Вот об этом у Терехи Румянцева все думы, когда он к Шартановскому перевозу на берег Ломенга приходит. Посидеть. А ходит он летом почти что каждый день.
…У реки еще свежестью недавней ночи, обдает, но но всему видать: день будет каленый, настоящий июльский. Только что катер протащил крытую баржу, и мягкая волна неостывшей за ночь воды моет сухую глину крутого берега, шлепает о борта парома. Перевозчики спускали для прохода баржи канат, а теперь, поднимая его, поухивают у шутихи на другом берегу.
Тереха с этого берега смотрит некоторое время на их работу, потом садится на бревно, закуривает и переводит взгляд на воду. Семьдесят лет, с первого года жизни своей, смотрит он на эту струю и не может наглядеться. Отражается в глазах его река, и сами глаза весь свой цвет и свет от реки переняли.
Он подставляет спину к поднимающемуся выше солнцу. Хорошо. Прогреваются и плечи, и лопатки, и поясница, прикрытые репсовой светло-синей рубахой. Не мозжит в костях, не ломит, не ноет. Куда лучше! Вот и паром, груженный тремя автомашинами, идет сюда. Можно будет поздороваться с паромщиками, среди которых есть и старые его товарищи, затянуться «беломориной» и снова глядеть на реку, слушая, как судачат о последних новостях говорливые бабы.
Знает Тереха и баб и мужиков, почти всех, что переезжают за реку. Но еще лучше знает он саму реку, вдоль и поперек, на глуби и на мели. Знакомы ему и омуты, и перекаты, и косы, и кривули, и стрежи, и вьюны, и острова, и мысы — все хитрости речные, все тайны Ломенга.

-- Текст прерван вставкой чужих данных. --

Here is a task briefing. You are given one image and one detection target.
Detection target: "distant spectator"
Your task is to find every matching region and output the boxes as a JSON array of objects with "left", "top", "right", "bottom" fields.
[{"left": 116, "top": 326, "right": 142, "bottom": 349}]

Грустит Тереха. Вспоминается ему то время, когда не только он знал реку, но и река знала его. Был Тереха лучшим лоцманом на Ломенге, водил самоплавом огромные, многорядные плоты-соймы. Хозяином он был на реке, хозяином и в приречных городишках и селах…
…Гордится Тереха — не на словах, конечно, а в памяти своей — лоцманством, былой своей работой. Однако еще больше гордится он работой отца своего и деда.
Красивое дело быть лоцманом. И все же Тереха считает себя худым потомком. То ли дело — отец. Тот строил барки, лучшие барки на Ломенге. Возили на берег копани — деревья с выкопанным из земли толстым корнем, идущим к стволу почти под прямым углом, — рожденные природой шпангоуты. Ставили «попы» — кряжи, на которых вырастала постепенно громоздкая барка. И закипала работа.
Спускали барку на воду с шумом, с гулянкой, отмечая праздником итог нелегкой работы. Во время спуска строг и удивителен бывал отец. Тереха помнит, как отец, стоя на борту барки, поражал всех исключительным знанием дела, точным расчетам центра тяжести внушительного сооружения, построенного на глазок. Он стоял на борту барки и приказывал выбивать то тот, то другой «поп». Когда оставалось три «попа», отцу начинали кричать: «Уйди! Свернешься!» А он стоял до того, как оставалось два «попа», потом спрыгивал. Барка же, огромная барка держалась несколько секунд всего лишь на одном «попе», на одном вертикально поставленном обрубке дерева, потом плюхалась на полозья из бревен и медленно сползала в воду.